Per una volta, almeno in apparenza, il risultato sembra non interessare. Così dicono i tifosi dello Spezia che, da ieri mattina, attendevano in fibrillazione l'esordio ufficiale degli aquilotti in serie B, 55 anni dopo l'ultima esperienza. Bandiere e sciarpe appese fuori dalle finestre, crocchi di tifosi riuniti nei bar o nella centrale piazza del mercato, tutti quanti a parlare di Guidetti e compagni, e di come può essere emozionante disputare un campionato assieme a Juventus e Napoli, formazioni che da queste parti sono venute in passato soltanto in amichevole. Spezia ha vissuto la sua giornata di attesa immedesimandosi nel clima di festa che, idealmente, non è mai smesso dal primo maggio scorso quando lo Spezia ha vinto il girone di serie C1. Sono passati oltre quatto mesi dalla domenica in cui, poi, lo Spezia festeggiò la promozione al Picco. Da allora, infatti, gli aquilotti non hanno più giocato alla Spezia. Neanche in Coppa Italia e in amichevole, complici i lavori di riadattamento dello stadio. Si giustifica anche così il tutto esaurito sugli spalti spezzini già un'ora prima del fischio iniziale. Perché c'è curiosità anche per uno stadio vecchio di oltre ottant’anni e adesso largamente rimodernato e nella cui tribuna all'inglese giganteggia la scritta Spezia ricavata dai diversi colori, il bianco e il nero, che caratterizzano le poltroncine. Al Picco è festa, insomma. Con oltre cinquemila abbonati (cosa mai vista, il record era 1906), con vessilli e bandiere e la voglia di festeggiare i cento anni della nascita dello Spezia.

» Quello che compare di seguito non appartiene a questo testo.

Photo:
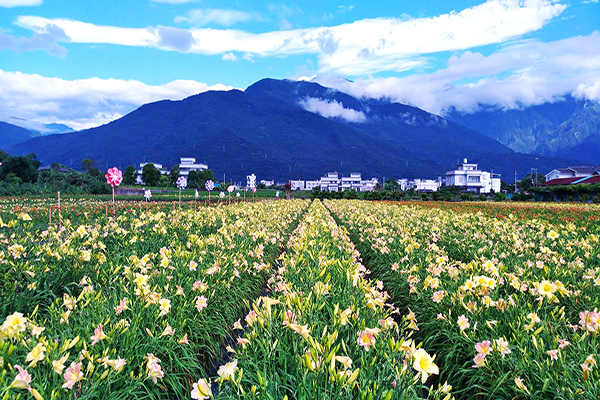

E il risultato finale di uno a uno con il Cesena non riesce a scalfire il clima di festa allo stadio spezzino. Anche se c’è un pizzico di rammarico per come sono andate le cose in campo. Spezia protagonista fin dal primo minuto e il portiere avversario Turci chiamato a superarsi in più occasioni su Guidetti, Baù e Ferara. Gli ospiti recriminano per un palo colpito da Pellè in chiusura di primo tempo. Ma è uno Spezia che piace e che trova il gol del vantaggio al 28’ della ripresa con Dionigi, bravo a raccogliere un rimpallo su bella azione di Ferara. La rete subita sveglia il Cesena che nove minuti dopo coglie il pareggio con un fortunoso tiro tre quarti campo di Pestrin che sorprende Santoni fuori dai pali. Finisce in parità e con i giocatori spezzini a raccogliere l’applauso dei tifosi. Perché, nonostante il pareggio, è stata festa autentica.